Read Between the Lines

Each month Bank Insights reviews news from regulators and others to give perspective on regulatory challenges.

Small Bank Assessment Change Could Lead to Higher Capital Requirements

The FDIC’s proposal to change the way it assesses deposit insurance for small banks will have an adverse impact on banks with a high concentration of construction and development loans, bankers complained at the latest FDIC community bank advisory committee meeting. That’s because the rule would count such loans as high-risk under a new loan mix index, primarily because those types of loans contributed to a large number of community bank failures after the 2008 recession.

There is one way that banks with large concentrations of C&D loans can mitigate higher assessments, advised Diane Ellis, FDIC Director of Insurance and Research: Increase capital levels.  “The way the formula works, that would reduce the assessment of a bank,” she said.

Bank CEOs at the meeting said the FDIC was indirectly penalizing banks because of their business models. “We’re approaching this like most insurance companies do,” Ellis responded. “They look at the portfolios of risk they are underwriting. Certain business models create higher risk and that is what we are trying to charge for.”

In a comment letter, Carl Dodson, EVP and COO at John Marshall Bank in Reston, Va., said the proposal would increase the $831 million bank’s premiums by more than 30 percent to more than $500,000 yearly – even though the bank’s financial performance has improved since the recession.   “Well run banks fueling economic growth and located in strong markets should not have to pay higher assessment rates due to what has been partially caused by weak regulatory oversight of reckless lenders,” he wrote.

The following map shows which states would be most negatively affected by the proposal.


Regulators Unveil Cybersecurity Assessment Tool

The prudential regulators want all CEOs and boards to understand and determine their institution’s overall cyber risks. The FFIEC has released a cybersecurity assessment tool to help. The FFIEC stresses that CEOs and the board must develop plans to conduct a cyber risk assessment and institute risk management practices to mitigate potential problems.  The tool allows banks to calculate their inherent risk profile and cybersecurity maturity level.

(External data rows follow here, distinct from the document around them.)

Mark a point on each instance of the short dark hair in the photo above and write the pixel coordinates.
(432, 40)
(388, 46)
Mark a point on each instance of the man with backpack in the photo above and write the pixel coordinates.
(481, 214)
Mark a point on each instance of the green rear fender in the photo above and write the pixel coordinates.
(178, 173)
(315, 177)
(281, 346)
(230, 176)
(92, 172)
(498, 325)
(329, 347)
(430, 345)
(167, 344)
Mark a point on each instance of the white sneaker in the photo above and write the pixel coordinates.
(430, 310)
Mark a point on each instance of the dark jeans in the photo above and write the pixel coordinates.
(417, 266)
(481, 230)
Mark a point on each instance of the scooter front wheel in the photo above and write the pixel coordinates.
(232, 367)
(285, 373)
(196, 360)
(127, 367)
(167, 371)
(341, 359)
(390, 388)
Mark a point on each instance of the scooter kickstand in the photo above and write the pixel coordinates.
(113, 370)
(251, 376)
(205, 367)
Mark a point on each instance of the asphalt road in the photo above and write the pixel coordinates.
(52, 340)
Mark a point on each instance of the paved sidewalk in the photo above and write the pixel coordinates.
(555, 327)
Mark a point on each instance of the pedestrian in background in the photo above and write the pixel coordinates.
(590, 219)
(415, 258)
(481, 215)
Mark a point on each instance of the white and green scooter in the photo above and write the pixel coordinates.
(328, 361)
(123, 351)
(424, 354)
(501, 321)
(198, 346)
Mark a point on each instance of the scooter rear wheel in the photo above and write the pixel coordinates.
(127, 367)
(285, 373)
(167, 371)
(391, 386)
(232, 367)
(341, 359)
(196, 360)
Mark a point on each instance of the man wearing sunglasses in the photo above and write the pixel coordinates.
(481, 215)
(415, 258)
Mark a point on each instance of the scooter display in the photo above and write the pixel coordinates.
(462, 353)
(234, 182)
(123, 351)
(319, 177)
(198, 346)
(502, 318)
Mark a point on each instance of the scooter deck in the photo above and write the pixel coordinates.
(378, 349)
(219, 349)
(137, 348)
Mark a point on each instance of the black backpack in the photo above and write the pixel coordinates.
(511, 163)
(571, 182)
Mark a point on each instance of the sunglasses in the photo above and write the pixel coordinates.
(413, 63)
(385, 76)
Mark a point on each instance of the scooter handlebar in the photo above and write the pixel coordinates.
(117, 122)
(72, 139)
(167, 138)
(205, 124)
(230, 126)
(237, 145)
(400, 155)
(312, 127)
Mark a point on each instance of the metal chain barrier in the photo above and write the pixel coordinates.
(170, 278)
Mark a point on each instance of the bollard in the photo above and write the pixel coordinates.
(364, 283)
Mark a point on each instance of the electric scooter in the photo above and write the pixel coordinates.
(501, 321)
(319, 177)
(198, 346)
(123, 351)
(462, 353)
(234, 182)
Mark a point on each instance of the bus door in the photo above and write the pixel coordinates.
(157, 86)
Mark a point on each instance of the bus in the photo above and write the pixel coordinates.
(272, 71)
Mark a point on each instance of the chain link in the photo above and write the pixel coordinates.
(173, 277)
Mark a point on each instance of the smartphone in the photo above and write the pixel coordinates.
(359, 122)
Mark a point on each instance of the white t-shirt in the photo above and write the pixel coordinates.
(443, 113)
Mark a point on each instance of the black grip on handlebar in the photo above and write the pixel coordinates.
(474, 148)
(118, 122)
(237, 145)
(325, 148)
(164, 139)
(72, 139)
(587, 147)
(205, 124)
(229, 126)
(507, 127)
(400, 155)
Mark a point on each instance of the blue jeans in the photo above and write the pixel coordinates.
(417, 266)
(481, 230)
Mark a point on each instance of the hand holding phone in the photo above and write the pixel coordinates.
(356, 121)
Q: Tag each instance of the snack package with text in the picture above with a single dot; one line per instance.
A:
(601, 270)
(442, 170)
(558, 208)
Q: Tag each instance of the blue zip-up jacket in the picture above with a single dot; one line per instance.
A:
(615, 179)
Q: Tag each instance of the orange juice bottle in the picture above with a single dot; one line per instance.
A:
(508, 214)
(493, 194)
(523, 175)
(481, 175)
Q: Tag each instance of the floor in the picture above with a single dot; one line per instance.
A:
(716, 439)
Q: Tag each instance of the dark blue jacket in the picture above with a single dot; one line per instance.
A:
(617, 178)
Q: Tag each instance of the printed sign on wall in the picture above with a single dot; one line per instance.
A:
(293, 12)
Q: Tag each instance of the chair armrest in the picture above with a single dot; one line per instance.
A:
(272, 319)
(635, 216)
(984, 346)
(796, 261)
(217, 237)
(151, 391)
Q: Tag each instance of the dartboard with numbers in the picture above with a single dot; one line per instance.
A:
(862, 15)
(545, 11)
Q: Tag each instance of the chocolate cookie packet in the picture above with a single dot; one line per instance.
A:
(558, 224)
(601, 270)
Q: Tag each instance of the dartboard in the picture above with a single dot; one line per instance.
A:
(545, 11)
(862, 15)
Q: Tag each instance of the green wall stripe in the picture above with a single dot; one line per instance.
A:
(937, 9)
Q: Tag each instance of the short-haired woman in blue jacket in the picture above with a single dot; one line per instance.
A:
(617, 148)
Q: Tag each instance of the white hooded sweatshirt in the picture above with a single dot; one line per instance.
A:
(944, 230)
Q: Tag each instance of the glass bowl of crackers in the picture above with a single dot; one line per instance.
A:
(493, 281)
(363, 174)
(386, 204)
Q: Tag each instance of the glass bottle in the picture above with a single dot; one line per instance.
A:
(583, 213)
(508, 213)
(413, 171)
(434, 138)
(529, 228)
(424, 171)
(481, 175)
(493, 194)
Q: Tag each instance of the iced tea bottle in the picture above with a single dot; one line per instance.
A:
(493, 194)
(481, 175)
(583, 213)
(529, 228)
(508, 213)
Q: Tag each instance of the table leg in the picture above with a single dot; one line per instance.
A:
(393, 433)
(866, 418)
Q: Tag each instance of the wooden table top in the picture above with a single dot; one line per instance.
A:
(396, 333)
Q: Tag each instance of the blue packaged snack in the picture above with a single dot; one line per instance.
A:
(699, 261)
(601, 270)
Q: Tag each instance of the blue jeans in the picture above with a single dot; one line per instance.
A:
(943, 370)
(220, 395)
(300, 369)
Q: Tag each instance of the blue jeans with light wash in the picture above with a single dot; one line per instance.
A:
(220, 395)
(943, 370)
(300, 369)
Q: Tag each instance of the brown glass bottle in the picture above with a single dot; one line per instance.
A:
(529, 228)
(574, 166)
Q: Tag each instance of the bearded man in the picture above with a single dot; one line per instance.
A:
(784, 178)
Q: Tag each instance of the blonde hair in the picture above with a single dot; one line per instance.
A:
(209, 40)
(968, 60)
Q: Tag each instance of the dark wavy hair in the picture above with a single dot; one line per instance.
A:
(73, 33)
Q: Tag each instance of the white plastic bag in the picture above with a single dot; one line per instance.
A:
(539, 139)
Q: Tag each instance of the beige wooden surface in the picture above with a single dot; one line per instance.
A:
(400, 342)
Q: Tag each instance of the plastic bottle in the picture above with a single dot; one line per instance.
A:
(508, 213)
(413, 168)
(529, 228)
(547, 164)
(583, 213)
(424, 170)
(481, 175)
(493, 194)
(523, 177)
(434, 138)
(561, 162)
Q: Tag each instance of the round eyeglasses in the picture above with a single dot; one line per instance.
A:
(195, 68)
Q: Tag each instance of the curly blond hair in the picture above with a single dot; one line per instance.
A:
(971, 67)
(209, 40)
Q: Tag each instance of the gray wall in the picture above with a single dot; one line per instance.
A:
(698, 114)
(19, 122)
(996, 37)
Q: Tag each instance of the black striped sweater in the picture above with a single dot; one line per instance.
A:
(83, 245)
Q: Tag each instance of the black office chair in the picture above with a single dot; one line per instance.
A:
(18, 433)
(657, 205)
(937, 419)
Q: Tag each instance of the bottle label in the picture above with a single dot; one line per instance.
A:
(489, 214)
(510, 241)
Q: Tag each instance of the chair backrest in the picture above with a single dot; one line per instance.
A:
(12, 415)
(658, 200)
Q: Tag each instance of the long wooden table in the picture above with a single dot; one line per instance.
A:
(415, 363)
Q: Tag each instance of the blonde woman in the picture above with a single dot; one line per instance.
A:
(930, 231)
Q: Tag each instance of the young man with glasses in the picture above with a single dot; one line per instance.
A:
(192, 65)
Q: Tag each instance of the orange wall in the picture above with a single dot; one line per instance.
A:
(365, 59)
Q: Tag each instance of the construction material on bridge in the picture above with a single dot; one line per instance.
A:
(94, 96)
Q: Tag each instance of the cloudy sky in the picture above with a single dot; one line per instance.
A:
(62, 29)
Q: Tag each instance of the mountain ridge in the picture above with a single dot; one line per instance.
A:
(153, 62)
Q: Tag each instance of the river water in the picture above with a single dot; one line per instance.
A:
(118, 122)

CFPB Cites CEO for Lender Originator Compensation Plan

Take note: The Consumer Financial Protection Bureau fined RMP Mortgage Inc. and its CEO for illegally paying bonuses and higher commissions to loan originators who steered consumers into costlier mortgages. The fines would total $20 million, including a $1 million civil penalty to be paid by the CEO individually.  Banking experts warn lenders to review their loan originator compensation plans now. Failing to comply can disqualify loans from being considered qualified mortgages, which can have serious implications.

FDIC Planning New Tools for Boards

The FDIC is working on a vendor management video to be completed by the end of year that will include  case studies, according to  Doreen Eberley, Director of the Division of Risk Management Supervision. She told the July community banking advisory meeting that the FDIC is also updating its videos on interest rate risk management and putting together a new practical handbook for directors .  The guide will include information about corporate governance, risk management and ethics, with particulars on how a director’s responsibilities differ from day-to-day management, how to develop a sound business plan and a robust strategic plan, and ways to effectively communicate with examiners.  The handbook will also discuss the differences between rules, guidance and best practices.